When Los Angeles Times columnist Patt Morrison told readers what she was going to do for George W. Bush on Presidents Day -- give a gift in his name to Planned Parenthood -- she could not have foreseen what would happen next. An e-mail detailing her idea was unleashed upon e-mail in boxes everywhere and then forwarded a zillion times, bringing Planned Parenthood its largest surge in contributions in recent history: more than $300,000 for far. And the special day is still 10 days away.
"I am very gratified," says Morrison by phone from L.A. "I think it's better than a diet, the way it is swirling around. I must say my pro-choice Republican mother is very proud of me."
Ever since the e-mail started circulating, phone lines at Planned Parenthood chapters around the country have been ringing off the hook; mail has been coming in by the boxload, and interest has been so high that the organization has set up a Web site to make it easier to donate.
"For every action you take to dismantle women's reproductive rights in this country, I and millions like me will take action -- like this contribution to Planned Parenthood -- to support those rights," writes a woman from Greenbrae, Calif., in an e-mail posted on the Planned Parenthood site. This, and countless other testimonials, point to recent actions by President Bush to limit funding and support for reproductive rights as the reason for their increased activism in the long-stalled abortion debate. "I believe in LIFE, but equally I believe in a woman's CHOICE regarding her reproductive rights," writes yet another person. "I voted for you, but have been disappointed with the public positions you have taken so far."
In Bush's first month in office he has appointed outspoken anti-abortion proponent John Ashcroft as attorney general, has banned federal funds for international family planning clinics if they mention abortion as an option and has directed Tommy Thompson, secretary of health and human services (another outspoken anti-abortion advocate), to review the safety of RU-486, also known as the abortion pill, which was approved for use in this country last fall. In addition, two Republican lawmakers introduced a bill this week requiring doctors to be trained in performing abortions before they are allowed to administer the pill.
"I think it says that for years people thought their [abortion] rights were secure," says Molly Smith Watson, who is overseeing the donations for Planned Parenthood. "In the last eight years under Clinton, almost an entire generation of women has come of age without knowing about direct attacks on their right to choose. And frankly it has been over 30 years since Roe vs. Wade was enacted, so people can't remember a time when it has been repealed. They couldn't until George Bush showed his intention was to repeal it."

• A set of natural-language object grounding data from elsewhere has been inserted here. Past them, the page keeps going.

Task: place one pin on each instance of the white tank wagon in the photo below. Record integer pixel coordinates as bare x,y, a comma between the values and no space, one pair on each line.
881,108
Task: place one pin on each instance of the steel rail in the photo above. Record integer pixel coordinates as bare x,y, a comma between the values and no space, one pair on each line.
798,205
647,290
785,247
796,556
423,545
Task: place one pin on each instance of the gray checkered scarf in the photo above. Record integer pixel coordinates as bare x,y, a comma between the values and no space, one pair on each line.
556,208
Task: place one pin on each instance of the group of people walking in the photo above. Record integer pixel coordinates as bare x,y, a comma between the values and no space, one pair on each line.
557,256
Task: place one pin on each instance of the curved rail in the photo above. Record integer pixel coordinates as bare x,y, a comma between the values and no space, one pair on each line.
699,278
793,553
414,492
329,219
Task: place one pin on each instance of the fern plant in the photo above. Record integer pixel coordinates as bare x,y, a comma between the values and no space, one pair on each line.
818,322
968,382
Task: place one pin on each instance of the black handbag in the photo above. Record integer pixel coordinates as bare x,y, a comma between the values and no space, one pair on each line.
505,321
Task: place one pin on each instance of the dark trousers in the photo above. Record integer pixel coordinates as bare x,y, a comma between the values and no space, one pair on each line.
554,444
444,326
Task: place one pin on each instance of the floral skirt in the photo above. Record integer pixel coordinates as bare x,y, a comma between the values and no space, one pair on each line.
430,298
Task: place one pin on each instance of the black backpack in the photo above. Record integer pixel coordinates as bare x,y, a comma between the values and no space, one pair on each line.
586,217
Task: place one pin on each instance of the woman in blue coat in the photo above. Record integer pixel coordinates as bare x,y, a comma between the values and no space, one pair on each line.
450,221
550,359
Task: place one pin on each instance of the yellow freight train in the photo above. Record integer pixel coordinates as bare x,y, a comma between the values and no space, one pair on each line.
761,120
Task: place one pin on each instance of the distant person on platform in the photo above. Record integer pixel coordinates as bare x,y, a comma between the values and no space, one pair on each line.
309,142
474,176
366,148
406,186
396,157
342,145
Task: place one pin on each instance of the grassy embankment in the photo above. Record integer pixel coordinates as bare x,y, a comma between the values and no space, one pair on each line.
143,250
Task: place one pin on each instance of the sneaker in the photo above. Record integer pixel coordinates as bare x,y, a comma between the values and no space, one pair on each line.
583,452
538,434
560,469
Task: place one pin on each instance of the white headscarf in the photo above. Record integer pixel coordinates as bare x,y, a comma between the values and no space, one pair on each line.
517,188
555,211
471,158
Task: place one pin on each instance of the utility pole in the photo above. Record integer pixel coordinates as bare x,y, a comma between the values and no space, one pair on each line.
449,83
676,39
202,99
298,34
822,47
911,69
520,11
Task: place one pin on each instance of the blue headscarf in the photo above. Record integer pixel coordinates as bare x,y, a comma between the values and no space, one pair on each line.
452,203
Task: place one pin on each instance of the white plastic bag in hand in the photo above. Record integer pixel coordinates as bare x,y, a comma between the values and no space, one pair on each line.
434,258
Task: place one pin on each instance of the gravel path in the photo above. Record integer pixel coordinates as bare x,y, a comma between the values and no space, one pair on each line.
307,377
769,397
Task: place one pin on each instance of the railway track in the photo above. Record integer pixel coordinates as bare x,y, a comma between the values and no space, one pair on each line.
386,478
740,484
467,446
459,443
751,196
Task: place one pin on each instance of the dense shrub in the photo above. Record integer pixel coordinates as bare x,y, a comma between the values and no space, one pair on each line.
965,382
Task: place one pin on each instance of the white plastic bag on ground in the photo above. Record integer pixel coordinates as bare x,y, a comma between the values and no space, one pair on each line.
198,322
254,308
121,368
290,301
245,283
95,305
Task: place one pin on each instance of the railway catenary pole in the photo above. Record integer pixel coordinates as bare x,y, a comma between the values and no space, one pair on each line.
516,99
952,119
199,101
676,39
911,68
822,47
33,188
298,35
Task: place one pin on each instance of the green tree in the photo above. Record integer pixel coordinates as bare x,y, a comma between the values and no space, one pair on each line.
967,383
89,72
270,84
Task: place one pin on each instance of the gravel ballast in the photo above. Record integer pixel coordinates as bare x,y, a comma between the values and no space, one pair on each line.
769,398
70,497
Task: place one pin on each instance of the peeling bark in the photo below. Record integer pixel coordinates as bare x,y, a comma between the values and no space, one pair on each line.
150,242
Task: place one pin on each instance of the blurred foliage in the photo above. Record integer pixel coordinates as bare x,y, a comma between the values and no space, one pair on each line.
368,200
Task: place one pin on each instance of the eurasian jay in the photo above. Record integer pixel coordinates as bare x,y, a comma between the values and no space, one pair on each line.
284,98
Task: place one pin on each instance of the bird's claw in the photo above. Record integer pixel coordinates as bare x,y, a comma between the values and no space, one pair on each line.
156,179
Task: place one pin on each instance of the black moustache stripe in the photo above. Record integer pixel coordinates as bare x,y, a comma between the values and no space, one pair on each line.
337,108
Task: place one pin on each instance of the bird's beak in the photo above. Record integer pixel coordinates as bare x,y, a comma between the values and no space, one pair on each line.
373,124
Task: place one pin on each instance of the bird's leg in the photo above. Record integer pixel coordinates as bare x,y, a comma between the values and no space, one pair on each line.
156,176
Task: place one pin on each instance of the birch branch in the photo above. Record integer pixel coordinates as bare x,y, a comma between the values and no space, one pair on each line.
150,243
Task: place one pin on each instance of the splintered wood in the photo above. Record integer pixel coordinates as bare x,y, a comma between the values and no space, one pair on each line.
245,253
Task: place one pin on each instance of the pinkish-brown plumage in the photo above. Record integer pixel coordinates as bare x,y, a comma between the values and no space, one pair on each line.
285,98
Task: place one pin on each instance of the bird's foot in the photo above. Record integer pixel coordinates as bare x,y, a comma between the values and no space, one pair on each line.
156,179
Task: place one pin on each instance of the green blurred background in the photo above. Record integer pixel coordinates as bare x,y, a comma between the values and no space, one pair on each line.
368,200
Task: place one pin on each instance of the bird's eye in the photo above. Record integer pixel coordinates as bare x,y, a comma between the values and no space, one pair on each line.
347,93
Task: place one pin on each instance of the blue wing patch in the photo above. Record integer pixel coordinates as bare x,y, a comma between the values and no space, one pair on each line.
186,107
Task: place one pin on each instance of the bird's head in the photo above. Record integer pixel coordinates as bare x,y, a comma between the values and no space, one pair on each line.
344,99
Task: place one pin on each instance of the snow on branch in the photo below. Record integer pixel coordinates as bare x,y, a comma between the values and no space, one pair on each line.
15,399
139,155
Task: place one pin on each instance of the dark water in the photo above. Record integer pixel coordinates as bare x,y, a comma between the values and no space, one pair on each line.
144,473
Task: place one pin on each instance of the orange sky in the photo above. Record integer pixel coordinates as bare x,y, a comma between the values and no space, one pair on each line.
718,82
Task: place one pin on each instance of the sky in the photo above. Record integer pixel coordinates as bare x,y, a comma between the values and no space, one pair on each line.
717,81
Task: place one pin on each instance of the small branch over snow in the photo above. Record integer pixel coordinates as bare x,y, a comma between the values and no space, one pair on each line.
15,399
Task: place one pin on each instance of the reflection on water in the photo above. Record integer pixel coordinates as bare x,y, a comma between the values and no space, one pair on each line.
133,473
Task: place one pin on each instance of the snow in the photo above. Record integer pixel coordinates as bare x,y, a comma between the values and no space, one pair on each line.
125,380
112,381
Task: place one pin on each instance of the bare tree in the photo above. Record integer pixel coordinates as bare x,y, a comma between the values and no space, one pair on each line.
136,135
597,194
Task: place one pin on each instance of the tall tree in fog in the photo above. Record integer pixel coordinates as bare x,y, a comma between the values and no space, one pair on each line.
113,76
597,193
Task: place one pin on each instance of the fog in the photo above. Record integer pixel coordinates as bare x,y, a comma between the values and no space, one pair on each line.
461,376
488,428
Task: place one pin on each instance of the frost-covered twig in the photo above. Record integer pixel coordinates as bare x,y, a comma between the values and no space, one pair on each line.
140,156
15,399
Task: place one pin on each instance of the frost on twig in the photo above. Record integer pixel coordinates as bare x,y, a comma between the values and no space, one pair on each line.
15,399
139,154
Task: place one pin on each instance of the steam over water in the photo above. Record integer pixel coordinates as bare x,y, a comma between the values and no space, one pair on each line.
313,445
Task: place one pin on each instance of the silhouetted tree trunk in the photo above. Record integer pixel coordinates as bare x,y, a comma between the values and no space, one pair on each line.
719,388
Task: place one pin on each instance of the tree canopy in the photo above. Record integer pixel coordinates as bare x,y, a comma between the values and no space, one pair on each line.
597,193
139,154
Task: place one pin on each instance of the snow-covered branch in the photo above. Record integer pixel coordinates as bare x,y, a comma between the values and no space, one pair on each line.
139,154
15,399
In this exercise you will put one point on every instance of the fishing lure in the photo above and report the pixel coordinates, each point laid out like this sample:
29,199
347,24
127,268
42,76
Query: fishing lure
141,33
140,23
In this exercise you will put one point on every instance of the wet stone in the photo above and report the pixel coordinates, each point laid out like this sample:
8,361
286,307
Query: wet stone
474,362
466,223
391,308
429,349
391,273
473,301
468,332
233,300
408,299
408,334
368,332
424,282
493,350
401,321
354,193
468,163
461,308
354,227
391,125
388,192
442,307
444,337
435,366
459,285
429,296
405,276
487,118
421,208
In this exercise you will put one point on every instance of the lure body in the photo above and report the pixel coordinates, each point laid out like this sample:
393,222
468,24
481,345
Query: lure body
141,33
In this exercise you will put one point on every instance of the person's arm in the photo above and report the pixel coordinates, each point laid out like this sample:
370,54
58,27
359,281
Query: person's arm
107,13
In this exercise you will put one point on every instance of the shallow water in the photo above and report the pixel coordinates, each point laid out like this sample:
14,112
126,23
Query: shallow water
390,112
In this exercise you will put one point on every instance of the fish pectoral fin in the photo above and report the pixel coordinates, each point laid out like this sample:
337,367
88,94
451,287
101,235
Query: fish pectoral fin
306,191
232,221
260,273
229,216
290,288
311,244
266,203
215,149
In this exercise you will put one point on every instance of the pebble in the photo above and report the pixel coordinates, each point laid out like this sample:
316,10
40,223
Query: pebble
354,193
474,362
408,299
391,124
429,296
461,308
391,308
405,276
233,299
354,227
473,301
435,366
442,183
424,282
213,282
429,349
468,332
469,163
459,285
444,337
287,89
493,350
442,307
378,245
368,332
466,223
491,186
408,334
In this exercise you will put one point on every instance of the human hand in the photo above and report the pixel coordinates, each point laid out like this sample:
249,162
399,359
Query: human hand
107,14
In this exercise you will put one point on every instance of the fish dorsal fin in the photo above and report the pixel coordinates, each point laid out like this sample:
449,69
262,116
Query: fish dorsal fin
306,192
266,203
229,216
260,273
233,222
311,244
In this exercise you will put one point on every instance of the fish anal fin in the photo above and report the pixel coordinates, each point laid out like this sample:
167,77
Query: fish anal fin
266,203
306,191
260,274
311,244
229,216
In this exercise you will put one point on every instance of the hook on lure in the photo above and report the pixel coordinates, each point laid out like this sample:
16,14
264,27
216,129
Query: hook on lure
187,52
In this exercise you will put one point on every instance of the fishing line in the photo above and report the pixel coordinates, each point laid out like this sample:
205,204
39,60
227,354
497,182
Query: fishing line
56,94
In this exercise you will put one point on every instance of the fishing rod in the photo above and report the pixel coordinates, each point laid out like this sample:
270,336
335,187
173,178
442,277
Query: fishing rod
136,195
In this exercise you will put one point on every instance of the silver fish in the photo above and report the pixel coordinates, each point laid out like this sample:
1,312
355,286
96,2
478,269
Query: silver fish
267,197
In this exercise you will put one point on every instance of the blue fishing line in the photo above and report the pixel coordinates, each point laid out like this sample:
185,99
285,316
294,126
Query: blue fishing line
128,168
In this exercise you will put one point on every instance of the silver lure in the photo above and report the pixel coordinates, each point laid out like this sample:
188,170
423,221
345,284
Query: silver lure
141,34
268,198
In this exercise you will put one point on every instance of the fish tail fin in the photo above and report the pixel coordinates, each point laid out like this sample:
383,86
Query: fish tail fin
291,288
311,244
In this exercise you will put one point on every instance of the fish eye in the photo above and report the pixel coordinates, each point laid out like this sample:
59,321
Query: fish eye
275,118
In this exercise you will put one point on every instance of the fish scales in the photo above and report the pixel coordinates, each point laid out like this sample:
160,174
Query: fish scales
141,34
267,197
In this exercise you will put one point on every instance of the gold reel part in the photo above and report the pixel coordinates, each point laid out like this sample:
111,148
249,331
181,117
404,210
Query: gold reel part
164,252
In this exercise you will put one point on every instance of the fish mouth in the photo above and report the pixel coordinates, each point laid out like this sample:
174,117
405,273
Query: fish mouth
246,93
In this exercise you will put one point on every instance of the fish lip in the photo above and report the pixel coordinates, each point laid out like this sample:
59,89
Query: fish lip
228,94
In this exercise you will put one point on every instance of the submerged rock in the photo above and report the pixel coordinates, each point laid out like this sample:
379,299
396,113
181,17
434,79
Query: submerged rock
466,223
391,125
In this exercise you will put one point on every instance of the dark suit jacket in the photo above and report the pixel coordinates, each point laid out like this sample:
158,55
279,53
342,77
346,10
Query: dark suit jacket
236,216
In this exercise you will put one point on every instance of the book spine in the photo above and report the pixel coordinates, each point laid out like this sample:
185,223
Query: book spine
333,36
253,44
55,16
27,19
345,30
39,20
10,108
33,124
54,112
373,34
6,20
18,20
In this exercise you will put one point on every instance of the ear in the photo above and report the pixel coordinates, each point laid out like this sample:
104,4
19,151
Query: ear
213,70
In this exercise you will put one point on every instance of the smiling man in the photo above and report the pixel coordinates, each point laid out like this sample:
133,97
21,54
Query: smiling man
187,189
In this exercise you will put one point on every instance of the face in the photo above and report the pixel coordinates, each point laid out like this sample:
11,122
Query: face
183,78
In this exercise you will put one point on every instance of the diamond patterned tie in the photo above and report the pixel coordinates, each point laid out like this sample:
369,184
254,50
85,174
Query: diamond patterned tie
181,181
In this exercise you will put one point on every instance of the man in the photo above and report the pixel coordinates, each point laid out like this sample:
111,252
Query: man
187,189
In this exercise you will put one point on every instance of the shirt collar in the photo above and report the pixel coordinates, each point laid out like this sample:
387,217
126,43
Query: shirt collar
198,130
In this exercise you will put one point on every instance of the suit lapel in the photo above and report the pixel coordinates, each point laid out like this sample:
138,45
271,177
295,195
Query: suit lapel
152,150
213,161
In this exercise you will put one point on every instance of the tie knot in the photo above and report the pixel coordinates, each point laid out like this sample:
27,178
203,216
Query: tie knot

Indeed, says Watson, this current campaign is remarkable because it is a completely grass-roots protest of recent policies. Also, many of the donors have never given to Planned Parenthood before; and a large number of the online contributions have addresses with .edu at the end, leading Watson to believe that a lot of college students are getting involved after a long period of complacency.
A spokesman for Bush says he did not know about the campaign, but that it will not deter him from continuing with his pro-life policies. At this point, spokesman Jimmy Orr says, Bush does not believe there's enough support in the nation to overturn Roe vs. Wade. But, adds Orr, "the president will continue his efforts to promote a culture of life, and that includes steps to make abortion more rare, such as parental notification, promoting adoptions and a ban on partial-birth abortion."
Rachel Vagts was at work when she received the Presidents Day e-mail from a friend. She then forwarded it to about 10 more people and told countless others; they, she believes, sent it on to even more. After several days of thinking about it, she logged on to the Planned Parenthood site and donated $15. "I have always supported their cause philosophically, but I never gave them money before," says the 29-year-old college archivist from Decorah, Iowa, a small town in the northeast part of the state. "Where I live, you have to travel a long way to get services, but they exist ... I'm worried that we could get to a point that there will be no one in Iowa providing services."
The concept of donating money in someone else's name is not new. Patagonia, the outdoor clothing company, used the tactic in 1990 to fend off the Christian Action Council, which had threatened a boycott of Patagonia stores if the company followed through on its plans to donate a portion of its profits to Planned Parenthood. Patagonia wrote a letter informing the CAC that if it chose to picket, Patagonia would pay a certain amount of money to Planned Parenthood for every person who picketed its stores. The group backed down instantly. Patagonia also deployed the same tactic several years later when it was threatened by logging activists, who were calling the outfit's 800 number in droves. The company ended up donating $1,600 to a forest protection group before the calls stopped coming in.
Planned Parenthood's Watson says the organization is receiving so many donations -- about 1,000 a day -- that she has had to call on extra volunteers to help handle the onslaught. She says it has not yet been decided how the money will be spent, but she believes it will go to the group's general fund, which is for education, advocacy and litigation on reproductive rights.
What also hasn't been decided is how the group is going to deliver all of the messages to the president. "It has become overwhelming, and we will probably laser-print everything and send it in bulk to the White House," she says. "But if we get many more thousands, we may hand-deliver them. But I don't believe George Bush will allow us to walk up to his desk, so we will probably just send them."
Will the president actually read them? Orr says he doesn't know.